Además, para entonces, la fuerza nacional del Imperio de la Niebla Celestial se había desplomado enormemente. El destino del Imperio de la Niebla Celestial era ahora preocupante; en su estado actual, le sería difícil hacer frente a otros imperios que lo observaban con codicia.
Con la llegada de este Demonio, el Imperio de la Niebla Celestial estaba a punto de sumirse en un gran caos. El cielo estaba a punto de cambiar.
Y el cielo cambió en ese mismo instante: el que momentos antes estaba despejado, de repente estalló en truenos, y un aguacero torrencial barrió la tierra.
Sin embargo, mientras Shi Feng avanzaba a toda velocidad rompiendo el espacio, la tormenta ni siquiera se había acercado a su cuerpo cuando una fuerza invisible la evaporó.
Poco a poco, un pueblo en ruinas apareció debajo de Shi Feng. «¿Es aquí?», le preguntó Shi Feng a la Llama Sagrada en su interior.
«Debería ser aquí. Percibí el aura de la Energía de Poder de Sangre justo antes, y a medida que te acercabas, mi percepción se hizo más fuerte. Pero ahora que has llegado, esa aura de energía ha desaparecido de repente. ¡Qué extraño!», dijo la Llama Sagrada. Anteriormente, en la cima de la Montaña Vacío Flotante, la Llama Sagrada había detectado de repente una extraña y fría Energía de Poder de Sangre en esta dirección, motivo por el cual Shi Feng, tras aniquilar a la Secta del Vacío Flotante, voló urgentemente hasta aquí siguiendo la percepción de la Llama Sagrada.
«¿Podría ser que lo que sentiste fuera algún tipo de Ser Viviente de Poder de Sangre, y uno muy hábil en el ocultamiento?», preguntó Shi Feng.
«¡Es posible! —respondió la Llama Sagrada—. Bajemos y echemos un vistazo».

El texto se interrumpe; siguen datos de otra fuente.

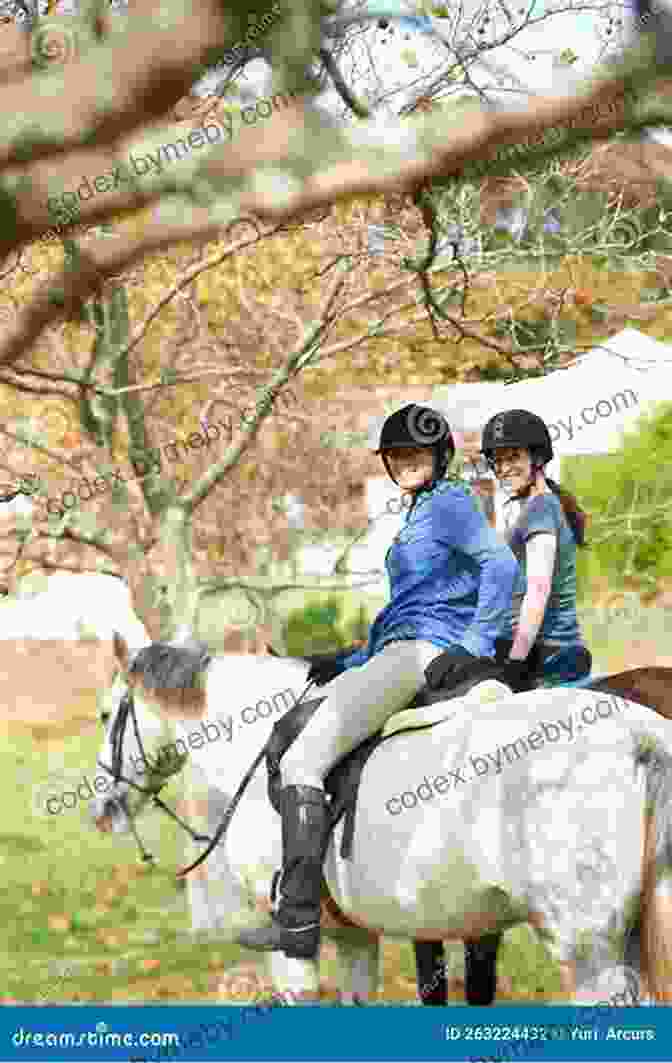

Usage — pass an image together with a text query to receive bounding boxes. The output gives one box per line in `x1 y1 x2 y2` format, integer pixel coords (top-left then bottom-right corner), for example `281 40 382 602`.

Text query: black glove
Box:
307 646 359 687
501 657 534 694
424 646 482 690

«Mmm». Shi Feng asintió y descendió hacia el pueblo dilapidado de abajo, aterrizando directamente en una calle igualmente ruinosa y llena de grietas.

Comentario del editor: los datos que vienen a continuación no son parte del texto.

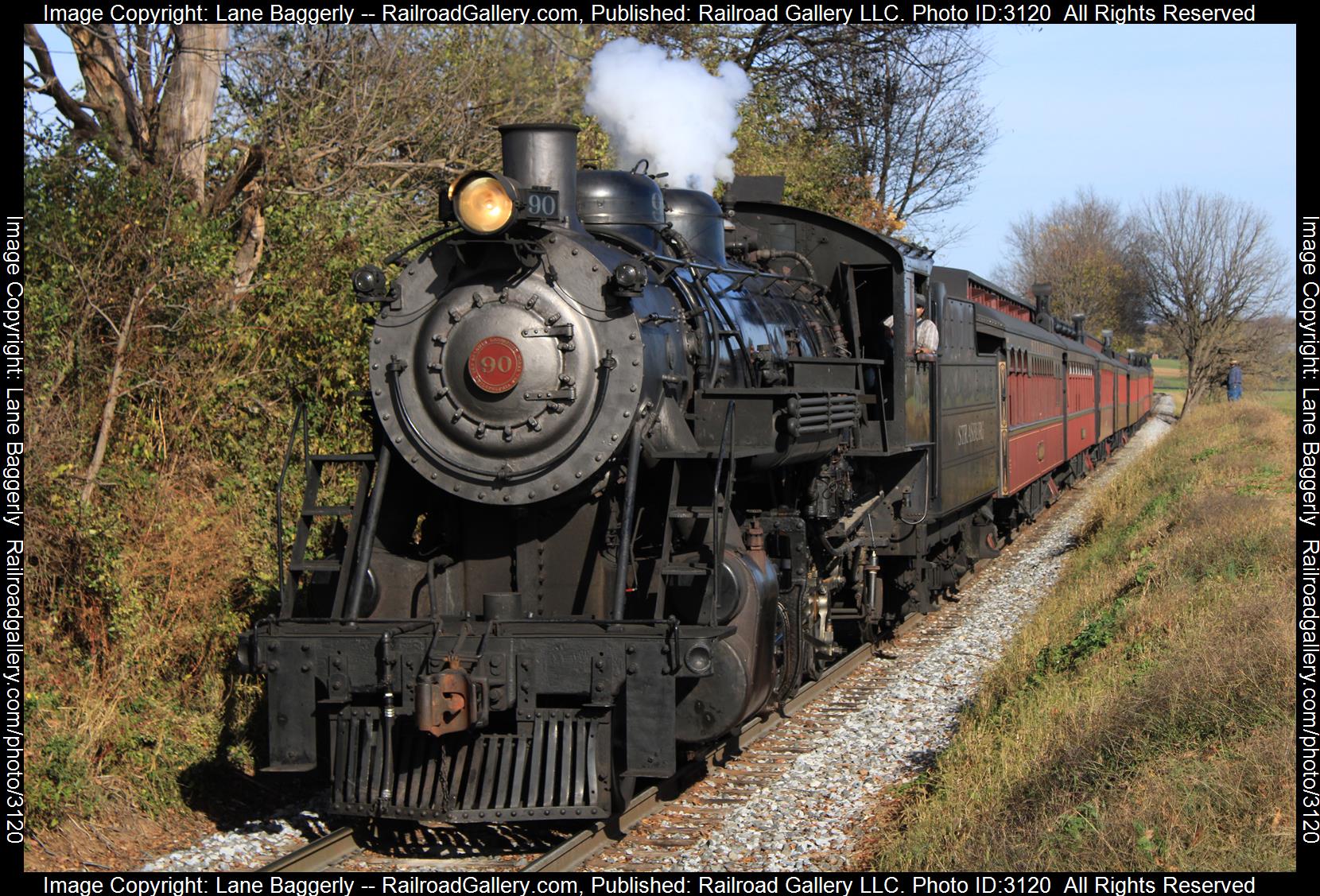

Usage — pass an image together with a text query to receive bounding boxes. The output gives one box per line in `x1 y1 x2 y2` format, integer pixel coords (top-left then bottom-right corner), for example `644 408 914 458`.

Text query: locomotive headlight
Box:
450 172 514 235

La tormenta seguía cayendo con fuerza, así que en ese momento la calle estaba desierta; todos los hogares tenían las puertas bien cerradas, con la gente escondida en sus casas.

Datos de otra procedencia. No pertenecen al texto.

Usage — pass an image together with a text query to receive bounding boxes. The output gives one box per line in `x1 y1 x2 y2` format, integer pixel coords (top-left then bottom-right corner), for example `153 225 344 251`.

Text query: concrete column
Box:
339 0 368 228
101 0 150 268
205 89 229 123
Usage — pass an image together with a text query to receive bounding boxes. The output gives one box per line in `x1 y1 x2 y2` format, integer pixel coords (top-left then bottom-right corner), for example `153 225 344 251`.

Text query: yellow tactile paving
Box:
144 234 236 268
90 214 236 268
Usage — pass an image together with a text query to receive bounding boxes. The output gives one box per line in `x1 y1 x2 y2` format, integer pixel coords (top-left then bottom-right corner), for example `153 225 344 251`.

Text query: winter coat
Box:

Shi Feng caminó por la calle, mientras su Poder del Alma se expandía en todas direcciones, empezando a sondear el área junto con la Llama Sagrada.
«¿Has encontrado algo?», preguntó de nuevo Shi Feng tras caminar un tramo por la calle, aunque él mismo no había percibido hasta ahora ninguna presencia de Energía de Poder de Sangre.
«No —respondió la Llama Sagrada—. Es extraño, muy extraño. ¡Qué será esa cosa exactamente! Pero puedo asegurar que está aquí, o cerca. Quedémonos aquí por el momento. Creo que se mostrará. Si podemos consumir esa energía, con la que ya hemos acumulado, podremos ascender un reino menor».
Avanzar un reino menor significaba subir una estrella en términos de reinos. Según lo que dijo la Llama Sagrada, si consumía esa Energía de Poder de Sangre, el reino de Shi Feng podría avanzar del Reino Marcial de Cinco Estrellas al Reino Marcial de Seis Estrellas.
«¡Mmm!». Puesto que aquí había energía que podría permitirle abrirse paso, Shi Feng, naturalmente, no tuvo objeciones en quedarse temporalmente. Entonces, un letrero que decía «Posada de la Ciudad Tianyi» apareció ante sus ojos. Shi Feng se dirigió hacia la posada, pero justo cuando se estaba acercando, un aura de pesar emanó de su interior, junto con el sonido del lamento de una mujer.